For loops with per-iteration variables
David-Sarah Hopwood
david.hopwood at industrial-designers.co.uk
Mon Oct 13 21:27:24 PDT 2008
David-Sarah Hopwood wrote:
> David-Sarah Hopwood wrote:
>> Mark S. Miller wrote:
>>> [...] I recommend the per-iteration view. If we can
>>> agree quickly on per-iteration, then
>>>
>>> for (const x = ...) {...x...}
>>>
>>> should be allowed in ES3.1 (whether or not const hoists to block
>>> start). After ES3.1
>>>
>>> for (const i :T[i] = ...) {...; a[i] = function(){...i...}; ...}
>>>
>>> would then mean what it should mean. Cool.
>> Not so fast :-) Consider:
>>
>> for (let i = 0; i < 10; i++) { ... }
>>
>> In the "i++", which iteration's 'i' is the LeftHandSideExpression
>> referring to?

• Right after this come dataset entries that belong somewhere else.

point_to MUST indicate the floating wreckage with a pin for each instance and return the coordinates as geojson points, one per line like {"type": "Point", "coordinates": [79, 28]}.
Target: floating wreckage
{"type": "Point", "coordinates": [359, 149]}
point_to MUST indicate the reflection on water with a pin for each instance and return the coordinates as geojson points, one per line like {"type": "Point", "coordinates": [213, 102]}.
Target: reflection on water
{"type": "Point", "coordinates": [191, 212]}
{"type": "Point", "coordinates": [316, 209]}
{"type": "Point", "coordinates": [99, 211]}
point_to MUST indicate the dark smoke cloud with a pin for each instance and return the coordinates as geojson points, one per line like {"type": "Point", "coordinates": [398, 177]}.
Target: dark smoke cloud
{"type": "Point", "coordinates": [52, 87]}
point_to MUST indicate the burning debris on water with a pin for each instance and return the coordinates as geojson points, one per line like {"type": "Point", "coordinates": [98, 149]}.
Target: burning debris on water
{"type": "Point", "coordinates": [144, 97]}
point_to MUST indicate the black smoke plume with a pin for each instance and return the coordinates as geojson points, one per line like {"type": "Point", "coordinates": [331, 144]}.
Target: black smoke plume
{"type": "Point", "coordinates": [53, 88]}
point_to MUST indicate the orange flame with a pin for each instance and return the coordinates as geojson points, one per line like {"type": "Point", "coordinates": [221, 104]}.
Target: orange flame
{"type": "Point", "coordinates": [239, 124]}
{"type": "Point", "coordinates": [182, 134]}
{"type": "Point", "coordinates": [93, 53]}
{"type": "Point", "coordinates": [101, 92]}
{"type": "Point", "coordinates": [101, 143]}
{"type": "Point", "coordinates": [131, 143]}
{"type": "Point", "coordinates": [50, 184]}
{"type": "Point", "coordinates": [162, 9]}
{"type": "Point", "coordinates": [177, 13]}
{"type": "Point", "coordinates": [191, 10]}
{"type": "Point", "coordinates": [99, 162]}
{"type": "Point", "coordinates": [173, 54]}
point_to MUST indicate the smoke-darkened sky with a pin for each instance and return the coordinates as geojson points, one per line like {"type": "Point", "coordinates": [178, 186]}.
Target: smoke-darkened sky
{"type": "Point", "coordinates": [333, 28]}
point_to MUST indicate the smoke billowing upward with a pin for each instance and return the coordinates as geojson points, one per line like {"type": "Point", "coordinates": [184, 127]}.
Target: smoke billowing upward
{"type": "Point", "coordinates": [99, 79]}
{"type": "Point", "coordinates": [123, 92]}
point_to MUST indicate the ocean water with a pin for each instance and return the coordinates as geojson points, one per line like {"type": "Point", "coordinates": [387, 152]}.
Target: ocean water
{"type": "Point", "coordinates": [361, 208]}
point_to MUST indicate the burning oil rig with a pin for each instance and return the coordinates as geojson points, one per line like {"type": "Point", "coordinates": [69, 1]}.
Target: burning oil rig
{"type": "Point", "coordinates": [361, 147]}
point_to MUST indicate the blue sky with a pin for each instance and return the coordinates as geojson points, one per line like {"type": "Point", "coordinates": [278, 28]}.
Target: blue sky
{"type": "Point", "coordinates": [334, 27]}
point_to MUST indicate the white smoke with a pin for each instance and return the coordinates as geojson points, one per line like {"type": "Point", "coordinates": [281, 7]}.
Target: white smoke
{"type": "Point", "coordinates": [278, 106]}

Or does this expand to something like:
>>
>> let ($i = 0) {
>> for (;
>> let (i = $i) {i < 10};
>> let (i = $i) {{i++;} $i = i;}} {
>> let (i = $i) {...};
>> }
>> }
>>
>> ?
>
> This expansion is wrong for the case where the body updates i.

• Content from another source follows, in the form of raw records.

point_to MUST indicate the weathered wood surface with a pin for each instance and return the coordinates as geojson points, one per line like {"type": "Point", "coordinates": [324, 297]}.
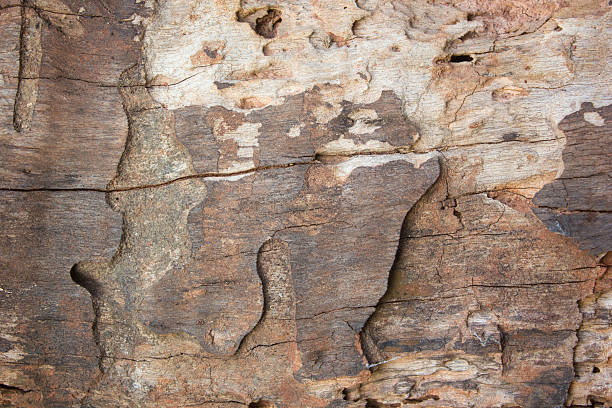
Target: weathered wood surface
{"type": "Point", "coordinates": [316, 204]}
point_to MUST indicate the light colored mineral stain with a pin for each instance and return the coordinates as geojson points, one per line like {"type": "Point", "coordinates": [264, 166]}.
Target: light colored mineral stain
{"type": "Point", "coordinates": [353, 52]}
{"type": "Point", "coordinates": [594, 118]}
{"type": "Point", "coordinates": [343, 170]}
{"type": "Point", "coordinates": [295, 131]}
{"type": "Point", "coordinates": [347, 146]}
{"type": "Point", "coordinates": [363, 119]}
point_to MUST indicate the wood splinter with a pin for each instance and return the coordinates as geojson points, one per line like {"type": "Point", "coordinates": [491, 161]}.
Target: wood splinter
{"type": "Point", "coordinates": [56, 14]}
{"type": "Point", "coordinates": [30, 57]}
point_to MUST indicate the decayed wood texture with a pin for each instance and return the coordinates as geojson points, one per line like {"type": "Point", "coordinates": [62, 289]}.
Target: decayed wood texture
{"type": "Point", "coordinates": [305, 204]}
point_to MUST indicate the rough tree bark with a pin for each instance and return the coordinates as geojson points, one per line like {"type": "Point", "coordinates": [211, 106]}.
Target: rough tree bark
{"type": "Point", "coordinates": [309, 203]}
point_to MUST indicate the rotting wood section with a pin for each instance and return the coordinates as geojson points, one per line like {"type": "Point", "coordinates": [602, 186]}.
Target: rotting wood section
{"type": "Point", "coordinates": [264, 230]}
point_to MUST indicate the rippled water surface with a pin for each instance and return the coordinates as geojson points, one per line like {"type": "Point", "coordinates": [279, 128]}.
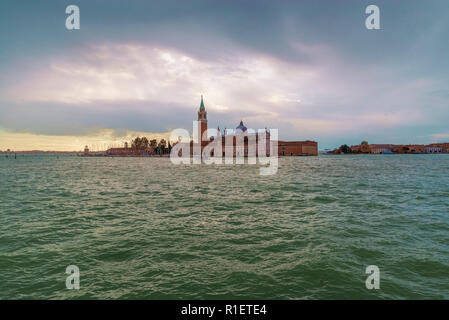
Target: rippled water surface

> I'll have to think about it some more.
MarkM is right that it just falls out of the natural tail-recursive
encoding of a for loop. I got the above expansion wrong by trying to do
it imperatively, which was silly -- the tail-recursive expansion is much
simpler:
for (let i = initExpr; condExpr; updateExpr) { body }
==>
{ let ($loop = lambda(i) {
if (condExpr) {
{ body } (updateExpr); $loop(i);
}
}) { $loop(initExpr); } }
or, to handle break and continue properly given an 'escape' construct
that works similarly to that in E, something like:
label: for (let i = initExpr; condExpr; updateExpr) { body }
==>
{ let ($loop = lambda(i) {
escape {
if (condExpr) {
{ body } (updateExpr); $loop(i);
}
} catch ['break', label] {}
catch ['continue', label] {(updateExpr); $loop(i);}
}) { $loop(initExpr); } }
This also straightforwardly generalizes to multiple variables.
I withdraw the contention that it is too magical.